L'investissement des fonds régionaux européens va pouvoir entrer dans une phase opérationnelle. A Montpellier, les élus se sont réjouis des 26 milliards d'euros disponibles pour la France. Même si des interrogations demeurent.

26,7 milliards d'euros. C'est la somme dont bénéficiera la France pour la politique de cohésion entre 2014 et 2020. Elle sera répartie entre les différents fonds : Feder, FSE, Feader et Feamp. Au total l'enveloppe pour l'UE est de 351,8 milliards d'euros (euros courants). Le lancement officiel de la programmation de ces fonds a eu lieu, vendredi 14 novembre, à Montpellier.
Sur le terrain, la traduction se veut concrète. L'argent de l'Union européenne a jusqu'à présent pu compléter le financement du tramway à Valenciennes, la rénovation d'un écoquartier à Reims, l'institut d'optique à Bordeaux... Pour les années à venir, le cap est mis sur le numérique, l'innovation, l'emploi des jeunes ou encore la transition énergétique.

Un rempart à la crise ?

En cette période de crise, la politique de cohésion est perçue, côté français, comme un amortisseur, voire un outil de relance. Elle permet de continuer à financer de grands projets malgré des finances en berne. La ligne LGV Lyon-Turin et le canal Seine-Nord, qui pourraient être cofinancés par l'Union européenne à travers les fonds régionaux, ont ainsi été évoqués. Mais cette politique est aussi, selon ses défenseurs, un outil-clé pour soutenir la grande priorité de la France et de l'UE : l'emploi. Ces fonds vont "créer de l'activité, soutenir l'innovation et créer des milliers d'emplois", assure le secrétaire d'Etat aux Affaires européennes, Harlem Désir.

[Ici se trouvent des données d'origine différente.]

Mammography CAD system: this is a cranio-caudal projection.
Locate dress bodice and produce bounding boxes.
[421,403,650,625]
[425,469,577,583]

Des retards de programmation maîtrisés

Leur déploiement est toutefois encadré par l'adoption de "programmes opérationnels" (PO), dans lesquels chaque région arrête ses priorités d'investissements. La Commission européenne a déjà donné son feu vert à plusieurs territoires (Aquitaine, Auvergne, Franche-Comté, Languedoc-Roussillon) qui pourront donc commencer à engager les fonds. Une large majorité des PO devrait être adoptée d'ici la fin de l'année.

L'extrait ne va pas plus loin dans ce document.